All the children had inherited mutations in IL1RN, a gene that encodes a protein known as interleukin-1 receptor antagonist (IL-1Ra). IL-1Ra binds to the same cell receptors as the inflammatory protein interleukin-1, and acts as a brake on this inflammatory protein. Without IL-1Ra, the children's bodies cannot control systemic inflammation that can be caused by interleukin-1.

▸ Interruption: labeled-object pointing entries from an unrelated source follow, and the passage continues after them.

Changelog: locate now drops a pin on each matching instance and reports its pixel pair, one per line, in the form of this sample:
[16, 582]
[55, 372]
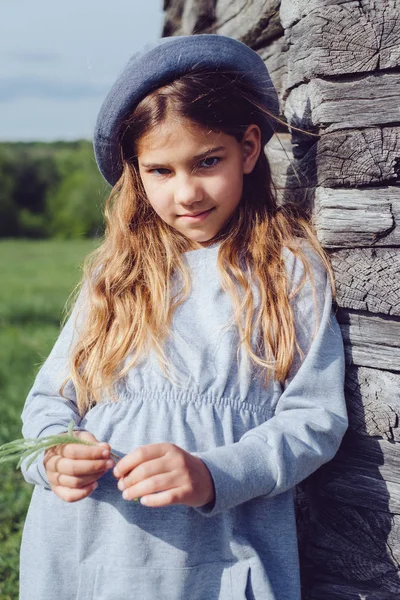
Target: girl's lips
[198, 216]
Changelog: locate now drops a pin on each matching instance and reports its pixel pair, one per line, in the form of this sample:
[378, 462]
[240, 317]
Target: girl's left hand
[164, 474]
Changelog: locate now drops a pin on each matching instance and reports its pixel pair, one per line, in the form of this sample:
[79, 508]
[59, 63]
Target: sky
[58, 60]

The scientists identified nine patients from six families with DIRA in the Canadian province of Newfoundland, the Netherlands, Lebanon, and Puerto Rico. Those who were alive at the time of diagnosissix in allwere treated with anakinra, a drug that is normally used for rheumatoid arthritis and is a synthetic form of human IL-1Ra. Although the patients were resistant to other medications such as steroids, most responded successfully and immediately to anakinra. "Our first patient had been unresponsive to several treatments, and his health care team had almost given up. But with anakinra, he was out of the hospital in 10 days and his symptoms resolved," Dr. Goldbach-Mansky said.
Although the mutation that causes DIRA is rare, as many as 2.5 percent of the population of northwest Puerto Rico are carriers. Since DIRA is recessively inherited, these data suggest that it may be present in about 1 in 6,300 births in this population. Because the mutation was found in three independent Dutch families, newborn screening for DIRA in this population, as well as that of northwest Puerto Rico, may be warranted, Dr. Goldbach-Mansky said.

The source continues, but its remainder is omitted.